Here is an example where $Y\times_X Z$ is not smooth over $Spec(K) $.
Take $X=Spec(K[T])=\mathbb A^1_K, Y =Spec(K)=\lbrace *\rbrace $, and for $Z$ take the surface $Z=V(Y^2-X^3-T)\subset Spec(K[X,Y,T])=\mathbb A^3_K$.
The morphisms are $Z\to X:(x,y,t)\mapsto t$ and $Y\to X:*\mapsto 0 $.
The three schemes $X,Y,Z$ are smooth over $K$.
However the fiber product $Y\times_X Z$ is the cusp $Y^2-X^3=0$ in the plane $Spec(K[X,Y])$ and is thus not smooth over $K$, just as you required.
A smoothness criterion
No reasonable condition on $X$ alone will ensure that $Y\times_X Z$ is smooth: after all in the example above $X=\mathbb A^1_K$ and it is impossible to conceive of a smoother, better behaved $K$-scheme than the affine line!
The correct condition you want is that the morphism $Y\to X$ be smooth and that $Z$ be smooth over $K$.
Then the morphism $Y\times_X Z\to Z $ will be smooth too because smoothness is preserved by base change.

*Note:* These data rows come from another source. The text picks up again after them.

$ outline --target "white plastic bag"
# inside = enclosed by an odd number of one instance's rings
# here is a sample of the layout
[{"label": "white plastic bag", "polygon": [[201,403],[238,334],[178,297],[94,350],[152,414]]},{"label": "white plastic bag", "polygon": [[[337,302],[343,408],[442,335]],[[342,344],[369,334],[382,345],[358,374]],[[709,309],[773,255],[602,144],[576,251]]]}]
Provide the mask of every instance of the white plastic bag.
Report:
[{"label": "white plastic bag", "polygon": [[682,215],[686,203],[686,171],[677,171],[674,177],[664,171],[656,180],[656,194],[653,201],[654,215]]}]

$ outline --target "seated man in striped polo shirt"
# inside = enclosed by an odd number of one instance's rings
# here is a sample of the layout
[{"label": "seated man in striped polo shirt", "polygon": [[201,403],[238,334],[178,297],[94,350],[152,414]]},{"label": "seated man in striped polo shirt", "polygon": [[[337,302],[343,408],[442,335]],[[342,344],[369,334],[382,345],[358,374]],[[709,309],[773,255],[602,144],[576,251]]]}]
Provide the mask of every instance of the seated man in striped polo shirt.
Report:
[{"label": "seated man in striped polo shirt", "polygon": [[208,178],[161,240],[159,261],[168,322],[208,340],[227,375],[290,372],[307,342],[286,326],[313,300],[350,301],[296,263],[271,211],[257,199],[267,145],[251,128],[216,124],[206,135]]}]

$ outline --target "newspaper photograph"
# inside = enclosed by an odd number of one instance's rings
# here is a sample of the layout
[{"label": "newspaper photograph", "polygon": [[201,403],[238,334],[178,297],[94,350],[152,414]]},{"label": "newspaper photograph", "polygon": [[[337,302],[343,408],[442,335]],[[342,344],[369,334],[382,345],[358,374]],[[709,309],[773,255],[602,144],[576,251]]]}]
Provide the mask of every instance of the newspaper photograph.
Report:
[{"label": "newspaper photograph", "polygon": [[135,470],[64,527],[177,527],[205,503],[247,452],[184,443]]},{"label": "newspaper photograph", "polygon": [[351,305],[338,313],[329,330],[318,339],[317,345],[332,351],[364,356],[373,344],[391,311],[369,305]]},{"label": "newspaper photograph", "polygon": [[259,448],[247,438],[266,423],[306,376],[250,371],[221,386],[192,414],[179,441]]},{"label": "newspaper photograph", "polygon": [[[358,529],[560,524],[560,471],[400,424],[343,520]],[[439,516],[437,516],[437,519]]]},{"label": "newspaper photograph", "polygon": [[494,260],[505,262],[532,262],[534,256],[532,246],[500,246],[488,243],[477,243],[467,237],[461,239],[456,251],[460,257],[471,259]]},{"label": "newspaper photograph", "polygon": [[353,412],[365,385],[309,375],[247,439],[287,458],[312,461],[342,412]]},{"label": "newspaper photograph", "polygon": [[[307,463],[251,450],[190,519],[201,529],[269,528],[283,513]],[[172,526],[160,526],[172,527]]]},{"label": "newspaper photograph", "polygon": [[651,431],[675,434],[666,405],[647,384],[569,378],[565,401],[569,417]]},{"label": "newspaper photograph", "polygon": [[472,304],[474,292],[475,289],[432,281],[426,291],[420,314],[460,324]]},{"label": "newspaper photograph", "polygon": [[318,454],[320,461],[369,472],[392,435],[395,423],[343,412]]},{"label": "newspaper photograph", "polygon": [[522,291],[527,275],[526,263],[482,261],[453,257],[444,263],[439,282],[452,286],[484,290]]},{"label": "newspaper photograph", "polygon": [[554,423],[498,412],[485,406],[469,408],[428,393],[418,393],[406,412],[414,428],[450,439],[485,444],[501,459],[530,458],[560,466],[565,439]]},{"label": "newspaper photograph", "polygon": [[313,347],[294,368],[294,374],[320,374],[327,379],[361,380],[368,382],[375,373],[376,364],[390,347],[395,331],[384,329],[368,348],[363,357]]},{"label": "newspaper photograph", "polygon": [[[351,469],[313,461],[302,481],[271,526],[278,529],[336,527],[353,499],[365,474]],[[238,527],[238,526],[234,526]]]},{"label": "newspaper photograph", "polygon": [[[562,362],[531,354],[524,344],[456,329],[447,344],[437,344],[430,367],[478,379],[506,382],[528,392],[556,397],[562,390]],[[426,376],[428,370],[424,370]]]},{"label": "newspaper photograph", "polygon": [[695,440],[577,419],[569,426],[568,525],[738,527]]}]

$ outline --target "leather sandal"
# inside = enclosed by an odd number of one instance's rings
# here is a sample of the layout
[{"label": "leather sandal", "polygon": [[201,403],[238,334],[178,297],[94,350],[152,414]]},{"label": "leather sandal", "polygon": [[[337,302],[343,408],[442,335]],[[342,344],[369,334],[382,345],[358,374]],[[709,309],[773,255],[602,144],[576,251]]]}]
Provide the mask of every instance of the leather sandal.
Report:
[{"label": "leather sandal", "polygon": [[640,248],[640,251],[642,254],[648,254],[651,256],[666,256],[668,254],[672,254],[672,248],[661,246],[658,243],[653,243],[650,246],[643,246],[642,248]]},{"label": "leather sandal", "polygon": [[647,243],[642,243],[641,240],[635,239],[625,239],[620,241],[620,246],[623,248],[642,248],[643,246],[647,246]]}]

And the morphism $f: Y\times_X Z\to Spec(K) $ will be smooth, just as you wished: indeed the composition of smooth morphisms is smooth and this morphism $f$ is the composition of the smooth morphisms $Y\times_X Z\to Z $ and $Z\to Spec(K)$.
Notice carefully that you don't have to require that $X$ nor $Y$ be smooth over $K$ for the criterion to apply!
A criterion for the criterion
Yes, but how do we ensure that the morphism $f:Y\to X$ is smooth?
Answer: a necessary and sufficient condition for $f$ to be smooth is that $f$ be flat and that all fibers $f^{-1}(y)\subset X$ of closed points $y\in Y$ be smooth over $K$.